You want more out of life.

Right?

Whether it’s a more fulfilling job, more passion in your life, or more money to live life to the fullest…

You’re craving more.

That’s why you’re here, after all — to grab more of what life has to offer and make it real in your own life.
Usually, my audience are the ones with a whole lotta gold on the inside. They are people who aren’t okay with just being average.

They are people who know that life is short and every day is a gift and it’s meant to be lived as an adventure — because, otherwise, what’s the point?

But here’s the thing, most people don’t tell you about the wanting, the visualizing, the dreaming: it’s hard.

Especially when the picture in your head doesn’t match the reality in front of you…

When you know that you are meant for so much more than what you are doing right now…

Well…it feels like crap, honestly.

It feels as if you are spending your days working for someone who doesn’t value you.

It feels like you are going through the motions but not really enjoying every moment.

It feels like waking up in the morning with a first thought of “ugh… how many times I can I get away with ‘snooze’”?”

I mean, seriously. When you believe that life is a precious gift, but you start the day with “ugh”?! You know how messed up that is! But you can’t seem to find a way out.

And it’s one thing for some people who are content with the status quo, who are fine if all their life is home to work, fast food take-outs and extra-strong cups of coffee in between.

But for the people who know that a better life is within their reach — who have the smarts and skills and potential to actually get there — waking up in a life that’s just okay… can be really hard and painful.

But that pain is there for a reason. Discomfort is what leads us to change. It’s the catalyst, the spark, for something new to come into your life.

A Side Hustle is a business that you build on the side of your day job. It’s an additional revenue stream (that can replace your full-time job, if you want) and a way to tap into your passions.

In my #1 international bestseller What If It Does Work Out?: How a Side Hustle Can Change Your Life, I interviewed my friend and serial entrepreneur, James Altucher, about challenging conventional wisdom and taking risks.

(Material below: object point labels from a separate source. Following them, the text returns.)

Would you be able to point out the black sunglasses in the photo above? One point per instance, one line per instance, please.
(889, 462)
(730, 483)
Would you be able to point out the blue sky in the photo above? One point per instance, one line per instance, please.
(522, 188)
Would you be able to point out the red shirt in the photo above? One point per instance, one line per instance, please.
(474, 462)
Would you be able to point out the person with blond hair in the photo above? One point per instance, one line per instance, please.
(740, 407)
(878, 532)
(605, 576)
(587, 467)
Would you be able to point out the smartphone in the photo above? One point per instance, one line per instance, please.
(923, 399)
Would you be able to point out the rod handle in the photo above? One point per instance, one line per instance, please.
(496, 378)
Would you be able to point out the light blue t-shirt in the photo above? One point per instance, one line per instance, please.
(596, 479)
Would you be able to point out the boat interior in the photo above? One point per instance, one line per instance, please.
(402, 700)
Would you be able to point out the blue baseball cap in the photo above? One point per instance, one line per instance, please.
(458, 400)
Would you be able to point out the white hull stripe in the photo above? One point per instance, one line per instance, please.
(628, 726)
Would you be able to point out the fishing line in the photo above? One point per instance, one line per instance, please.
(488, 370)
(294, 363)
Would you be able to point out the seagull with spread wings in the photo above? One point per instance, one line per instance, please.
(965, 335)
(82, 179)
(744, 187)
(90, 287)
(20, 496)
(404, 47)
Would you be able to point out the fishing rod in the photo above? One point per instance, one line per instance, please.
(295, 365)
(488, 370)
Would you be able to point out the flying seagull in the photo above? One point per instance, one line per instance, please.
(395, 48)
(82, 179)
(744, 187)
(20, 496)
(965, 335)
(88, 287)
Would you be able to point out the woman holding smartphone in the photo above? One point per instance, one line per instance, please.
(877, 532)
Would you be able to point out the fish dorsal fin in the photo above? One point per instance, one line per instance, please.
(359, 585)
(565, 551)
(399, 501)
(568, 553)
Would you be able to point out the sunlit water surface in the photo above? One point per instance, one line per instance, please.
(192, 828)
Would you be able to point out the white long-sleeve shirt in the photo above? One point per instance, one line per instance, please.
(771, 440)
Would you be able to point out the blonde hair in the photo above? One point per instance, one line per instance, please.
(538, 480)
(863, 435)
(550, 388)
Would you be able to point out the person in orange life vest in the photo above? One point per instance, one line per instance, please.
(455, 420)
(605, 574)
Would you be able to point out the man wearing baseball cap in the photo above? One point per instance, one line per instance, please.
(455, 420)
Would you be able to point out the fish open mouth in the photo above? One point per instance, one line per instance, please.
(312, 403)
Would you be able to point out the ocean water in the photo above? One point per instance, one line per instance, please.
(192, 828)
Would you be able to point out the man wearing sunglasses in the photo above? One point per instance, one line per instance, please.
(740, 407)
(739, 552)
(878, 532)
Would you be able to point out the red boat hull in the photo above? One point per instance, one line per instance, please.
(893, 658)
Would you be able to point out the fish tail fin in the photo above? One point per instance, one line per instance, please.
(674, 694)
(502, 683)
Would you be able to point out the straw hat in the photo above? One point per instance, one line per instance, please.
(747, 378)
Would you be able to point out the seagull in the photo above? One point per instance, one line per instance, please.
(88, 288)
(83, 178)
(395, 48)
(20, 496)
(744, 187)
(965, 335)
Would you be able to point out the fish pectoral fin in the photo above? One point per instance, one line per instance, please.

Here is an excerpt.

Susie:What facts do you tell people who still believe in the old world order (safe corporate job, 401(k), single paycheck)?

James:I don’t like to tell people they are wrong. Nobody listens when you tell them that.

We want to believe (I want to believe) that I am right all the time.

So I don’t tell people when I think they are wrong. I just point out the times I realized I was wrong.

1. 401(k)s

I thought it was good to save away every month in a 401(k). Little did I realize the amount of fees and wrong decisions 401(k) managers constantly make. Nor did I realize that even when the company matches, I would have been far better off investing in myself, or simply having my own cash in the bank rather than waiting until I am near 60.

2. Owning a home

I get it. Many people want “roots.” Many people think rent is throwing money out. But you never really own your home. Try missing a mortgage payment, or a property tax payment, and see how quickly the land from underneath you is taken away. And I learned the hard way that the amount of equity I build is no match for maintenance, renovation, and the thousand other little nicks and expenses that owning a house entails.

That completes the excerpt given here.